Stomach contents: In the thoracic region of BES SC 1000, several hooklets of cephalopods are detectable ( Fig. 7A View Fig ), as is frequent in Mixosaurus specimens; in addition, a finely rough area of dark material, 100 mm long and 40 mm wide, overlies the left ribs and contains a number of tiny, ebonybrownish polygonal to cylindrical elements, whose diameter varies from 0.1 to 0.8 mm. These elements represent vertebral centra ( Fig. 7B View Fig ), often grouped in clusters and embedded in the rough material, whereas the sediment surrounding the Mixosaurus skeleton is devoid of them; thus it is feasible that this area would represent stomach remains and contents. The attribution of these centra is difficult because they differ significantly from the C-shaped or ring-shaped vertebral centra of Triassic actinopterygians, and are also too small and different from vertebral centra of marine reptiles, while there is some resemblance to some Triassic neoselachian vertebrae ( Mears et al. 2016: fig. 8). Neoselachian remains are known since the Lower Triassic ( Koot et al. 2015), but in the Besano Formation only hybodont sharks have been found so far, thus the attribution to neoselachians must be considered as tentative.

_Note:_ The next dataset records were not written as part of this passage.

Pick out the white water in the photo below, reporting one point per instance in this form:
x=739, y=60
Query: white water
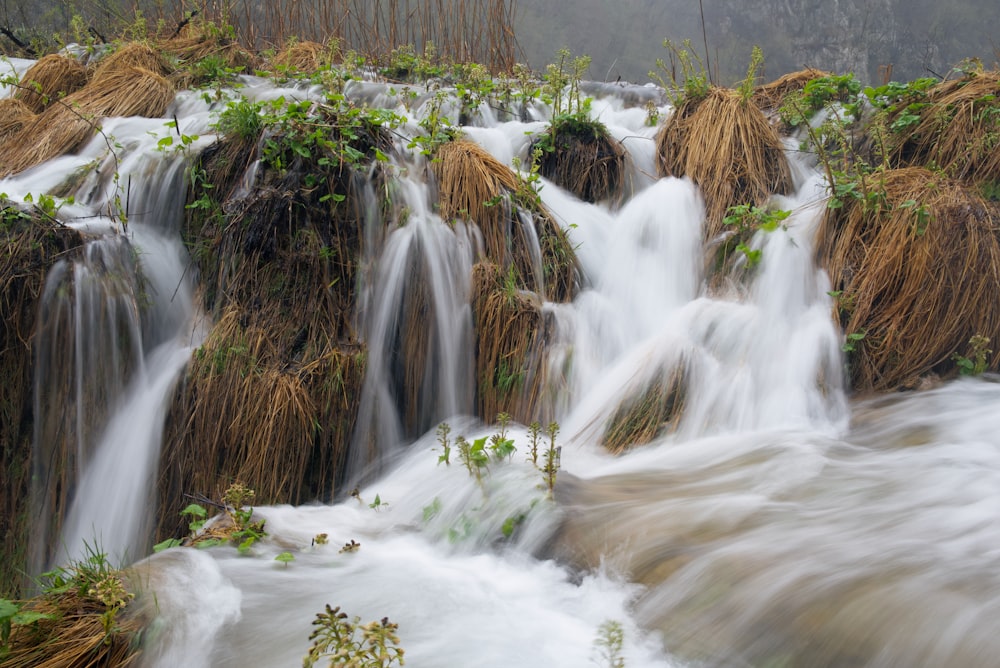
x=777, y=525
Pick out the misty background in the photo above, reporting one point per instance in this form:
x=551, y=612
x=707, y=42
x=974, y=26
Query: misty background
x=874, y=39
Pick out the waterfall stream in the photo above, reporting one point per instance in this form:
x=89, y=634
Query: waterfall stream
x=778, y=523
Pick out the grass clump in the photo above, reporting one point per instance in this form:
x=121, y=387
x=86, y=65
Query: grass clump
x=914, y=264
x=343, y=641
x=81, y=618
x=50, y=78
x=726, y=146
x=647, y=411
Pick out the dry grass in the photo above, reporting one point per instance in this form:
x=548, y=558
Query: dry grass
x=958, y=129
x=199, y=40
x=726, y=146
x=917, y=268
x=585, y=160
x=50, y=78
x=64, y=127
x=647, y=412
x=132, y=55
x=74, y=636
x=303, y=57
x=475, y=186
x=272, y=396
x=13, y=115
x=770, y=96
x=510, y=355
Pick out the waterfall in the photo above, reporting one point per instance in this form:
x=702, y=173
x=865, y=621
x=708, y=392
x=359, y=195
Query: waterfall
x=116, y=328
x=766, y=519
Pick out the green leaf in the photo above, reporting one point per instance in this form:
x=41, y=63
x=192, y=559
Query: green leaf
x=166, y=545
x=195, y=510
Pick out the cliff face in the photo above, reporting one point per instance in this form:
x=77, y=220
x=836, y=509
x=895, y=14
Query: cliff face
x=871, y=38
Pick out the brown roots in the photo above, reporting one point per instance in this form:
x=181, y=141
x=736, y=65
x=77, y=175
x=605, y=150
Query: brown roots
x=958, y=129
x=770, y=96
x=13, y=115
x=580, y=156
x=726, y=146
x=510, y=352
x=272, y=396
x=475, y=186
x=305, y=57
x=49, y=79
x=915, y=264
x=65, y=126
x=647, y=412
x=73, y=634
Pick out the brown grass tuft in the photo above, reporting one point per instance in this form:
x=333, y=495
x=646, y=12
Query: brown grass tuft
x=67, y=125
x=584, y=159
x=73, y=636
x=916, y=265
x=958, y=129
x=132, y=55
x=510, y=355
x=304, y=57
x=770, y=96
x=50, y=78
x=272, y=396
x=477, y=187
x=727, y=147
x=31, y=248
x=647, y=412
x=200, y=40
x=13, y=115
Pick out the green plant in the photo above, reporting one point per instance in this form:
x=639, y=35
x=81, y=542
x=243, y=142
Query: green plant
x=241, y=118
x=852, y=340
x=443, y=430
x=747, y=219
x=501, y=446
x=692, y=83
x=609, y=644
x=553, y=456
x=978, y=359
x=534, y=432
x=561, y=87
x=348, y=642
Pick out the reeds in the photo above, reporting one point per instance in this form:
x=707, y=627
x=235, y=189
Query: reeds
x=582, y=157
x=475, y=186
x=272, y=396
x=304, y=56
x=132, y=55
x=956, y=128
x=770, y=96
x=13, y=115
x=72, y=634
x=915, y=264
x=510, y=354
x=50, y=78
x=727, y=147
x=647, y=411
x=64, y=127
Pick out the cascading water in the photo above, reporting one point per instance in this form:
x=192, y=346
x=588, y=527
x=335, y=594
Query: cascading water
x=774, y=524
x=126, y=312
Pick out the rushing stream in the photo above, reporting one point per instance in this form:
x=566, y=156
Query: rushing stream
x=778, y=524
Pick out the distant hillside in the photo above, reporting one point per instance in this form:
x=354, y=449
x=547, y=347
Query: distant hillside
x=624, y=38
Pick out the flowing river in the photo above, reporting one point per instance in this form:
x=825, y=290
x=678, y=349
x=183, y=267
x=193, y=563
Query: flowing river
x=778, y=523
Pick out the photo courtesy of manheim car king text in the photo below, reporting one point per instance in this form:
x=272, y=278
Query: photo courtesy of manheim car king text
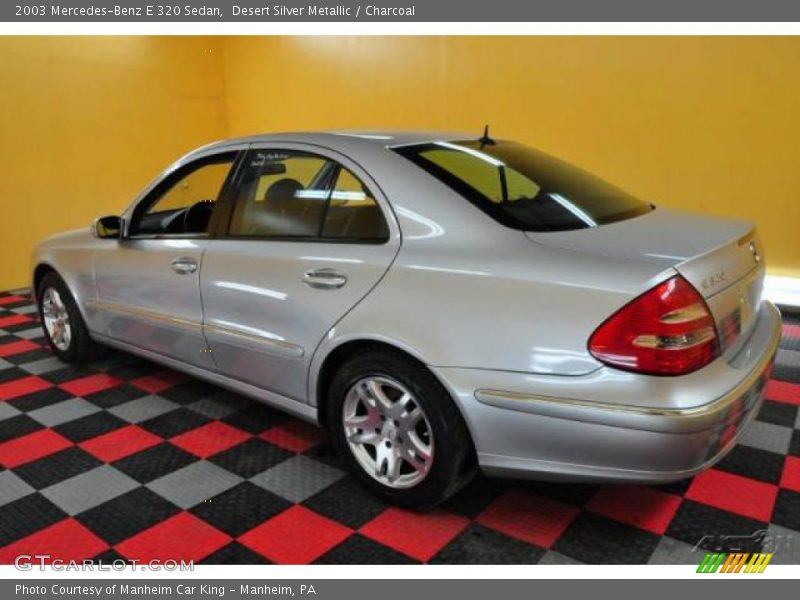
x=309, y=300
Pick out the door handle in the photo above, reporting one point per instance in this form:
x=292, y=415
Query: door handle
x=184, y=265
x=324, y=279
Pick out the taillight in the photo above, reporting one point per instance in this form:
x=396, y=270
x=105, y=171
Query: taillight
x=665, y=331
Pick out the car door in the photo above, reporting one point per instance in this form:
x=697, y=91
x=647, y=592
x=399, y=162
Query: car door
x=148, y=286
x=307, y=236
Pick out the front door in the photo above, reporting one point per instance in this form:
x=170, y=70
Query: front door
x=148, y=283
x=307, y=238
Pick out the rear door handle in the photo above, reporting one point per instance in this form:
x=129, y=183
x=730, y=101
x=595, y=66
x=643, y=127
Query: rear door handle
x=184, y=265
x=324, y=279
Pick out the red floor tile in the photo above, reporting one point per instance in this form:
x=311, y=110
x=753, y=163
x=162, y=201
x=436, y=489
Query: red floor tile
x=67, y=540
x=182, y=537
x=33, y=446
x=529, y=517
x=642, y=507
x=13, y=300
x=209, y=439
x=19, y=347
x=91, y=384
x=294, y=435
x=790, y=479
x=21, y=387
x=734, y=493
x=120, y=443
x=158, y=382
x=296, y=536
x=14, y=320
x=419, y=535
x=783, y=391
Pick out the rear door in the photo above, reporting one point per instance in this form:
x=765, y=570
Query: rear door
x=308, y=235
x=148, y=283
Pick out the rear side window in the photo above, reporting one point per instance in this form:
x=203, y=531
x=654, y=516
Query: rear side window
x=291, y=194
x=523, y=188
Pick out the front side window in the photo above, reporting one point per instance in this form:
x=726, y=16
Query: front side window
x=523, y=188
x=184, y=201
x=293, y=194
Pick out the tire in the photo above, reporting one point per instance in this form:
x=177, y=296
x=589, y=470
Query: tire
x=77, y=347
x=418, y=483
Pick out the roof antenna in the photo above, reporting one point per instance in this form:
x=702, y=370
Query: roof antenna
x=485, y=140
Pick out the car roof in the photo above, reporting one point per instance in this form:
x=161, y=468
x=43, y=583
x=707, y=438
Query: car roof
x=382, y=138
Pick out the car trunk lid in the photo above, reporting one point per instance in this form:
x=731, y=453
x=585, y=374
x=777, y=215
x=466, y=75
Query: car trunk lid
x=721, y=258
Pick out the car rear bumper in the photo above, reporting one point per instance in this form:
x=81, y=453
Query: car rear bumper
x=615, y=426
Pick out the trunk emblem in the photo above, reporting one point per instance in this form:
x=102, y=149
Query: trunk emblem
x=754, y=252
x=713, y=280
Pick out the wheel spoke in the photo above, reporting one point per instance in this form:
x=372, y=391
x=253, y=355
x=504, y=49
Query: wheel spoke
x=376, y=391
x=369, y=438
x=386, y=434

In BES SC 1001, isolated or partially articulated scales ( Fig. 7C, D View Fig ) are preserved in the stomach area. They show a pattern of ridges that suggest they belonged to some actinistian, a group that is well represented in the Besano Formation ( Rieppel 1980, 1985; Cavin et al. 2013; Ferrante et al. 2017; Renesto and Stockar 2018).

Given that all other reported gastric contents of mixosaurids from Monte San Giorgio consist exclusively of cephalopod hooklets ( Rieber 1970; Brinkmann 1997), the two new specimens testify that adult Mixosaurus also preyed on small fishes, as medium-large ichthyosaurs did (e.g., Pollard 1968; Druckenmiller et al. 2014; Dick et al. 2016).